Eventually Rembrandt’s cover is blown when his ‘son’ Rembrandt Jr. is given a government notice that the real Rembrandt was recovered and resting comfortably in a Melbourne hospital. All of this in part due to the U.S. losing the Battle of the Coral sea. Rembrandt flies out of the house in seconds to drive off. The wife runs out on the lawn with guns a-blazing. He’s stepped in it. So has Wade. Now it’s Quinn and Arturo’s turn.
The two tirelessly work out an equation to get back home on the walls of their loft. After pulling the graveyard shift the FBI raids the two. The FBI attempts to decipher the Sliders equation in belief that it is some type of elaborate pipe bomb. In frustration the Professor asserts, “a pipe bomb’s child’s play compared to that.” Out of the group, they’ve really stepped in it.

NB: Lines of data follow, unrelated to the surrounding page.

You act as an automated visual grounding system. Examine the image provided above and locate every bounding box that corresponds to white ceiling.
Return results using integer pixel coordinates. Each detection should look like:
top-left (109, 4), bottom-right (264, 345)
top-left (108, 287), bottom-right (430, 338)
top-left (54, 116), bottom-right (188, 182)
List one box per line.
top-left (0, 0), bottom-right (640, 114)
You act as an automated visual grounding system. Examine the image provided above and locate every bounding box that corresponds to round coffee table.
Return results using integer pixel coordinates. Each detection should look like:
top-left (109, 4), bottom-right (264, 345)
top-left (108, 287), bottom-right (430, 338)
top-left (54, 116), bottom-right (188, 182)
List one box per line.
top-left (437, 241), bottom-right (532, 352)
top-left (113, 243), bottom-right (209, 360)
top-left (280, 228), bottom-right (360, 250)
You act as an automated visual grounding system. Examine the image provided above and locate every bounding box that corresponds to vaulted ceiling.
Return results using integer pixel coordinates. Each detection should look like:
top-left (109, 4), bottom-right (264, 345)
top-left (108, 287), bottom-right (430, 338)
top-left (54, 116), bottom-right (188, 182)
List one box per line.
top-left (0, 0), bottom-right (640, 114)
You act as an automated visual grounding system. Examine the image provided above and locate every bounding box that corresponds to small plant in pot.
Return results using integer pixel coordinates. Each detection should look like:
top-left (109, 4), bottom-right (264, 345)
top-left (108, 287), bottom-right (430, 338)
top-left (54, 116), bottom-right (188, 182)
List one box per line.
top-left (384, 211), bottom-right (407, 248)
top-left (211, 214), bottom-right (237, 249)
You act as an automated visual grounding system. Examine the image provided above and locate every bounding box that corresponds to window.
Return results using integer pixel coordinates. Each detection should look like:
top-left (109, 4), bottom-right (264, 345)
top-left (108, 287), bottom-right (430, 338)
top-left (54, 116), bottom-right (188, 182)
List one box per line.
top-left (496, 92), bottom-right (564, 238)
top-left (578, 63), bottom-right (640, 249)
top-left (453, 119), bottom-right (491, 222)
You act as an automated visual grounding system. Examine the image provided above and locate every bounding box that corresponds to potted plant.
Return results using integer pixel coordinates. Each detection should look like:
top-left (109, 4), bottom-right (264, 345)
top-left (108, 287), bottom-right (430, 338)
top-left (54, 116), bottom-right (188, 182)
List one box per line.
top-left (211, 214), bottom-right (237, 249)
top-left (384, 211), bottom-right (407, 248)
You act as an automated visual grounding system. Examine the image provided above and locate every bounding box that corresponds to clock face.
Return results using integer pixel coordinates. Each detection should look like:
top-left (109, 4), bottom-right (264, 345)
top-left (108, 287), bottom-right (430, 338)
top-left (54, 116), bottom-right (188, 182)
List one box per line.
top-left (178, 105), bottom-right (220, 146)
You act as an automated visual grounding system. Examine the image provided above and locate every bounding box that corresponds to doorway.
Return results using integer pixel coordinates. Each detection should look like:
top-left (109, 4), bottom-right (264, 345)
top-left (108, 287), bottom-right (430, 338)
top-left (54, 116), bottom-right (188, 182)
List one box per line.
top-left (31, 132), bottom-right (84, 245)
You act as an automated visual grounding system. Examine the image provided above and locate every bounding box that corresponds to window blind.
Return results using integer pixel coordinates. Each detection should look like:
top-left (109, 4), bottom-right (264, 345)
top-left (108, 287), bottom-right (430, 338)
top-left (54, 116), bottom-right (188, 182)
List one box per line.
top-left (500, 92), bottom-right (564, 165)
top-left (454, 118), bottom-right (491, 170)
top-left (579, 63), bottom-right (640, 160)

This episodes starts out with a hard landing but ends with a bang. It’s dynamic in the sense that there’s three stories going on at once. Wade with the hippies, Remmy in the house of his double and Quinn with Arturo plotting the universe. This type of writing creates enticement. You really can’t go wrong with this episode and will find numerous enjoyable scenes and tidbits. After all, it’s the summer of love. Surfs up, dude! Right on, right on.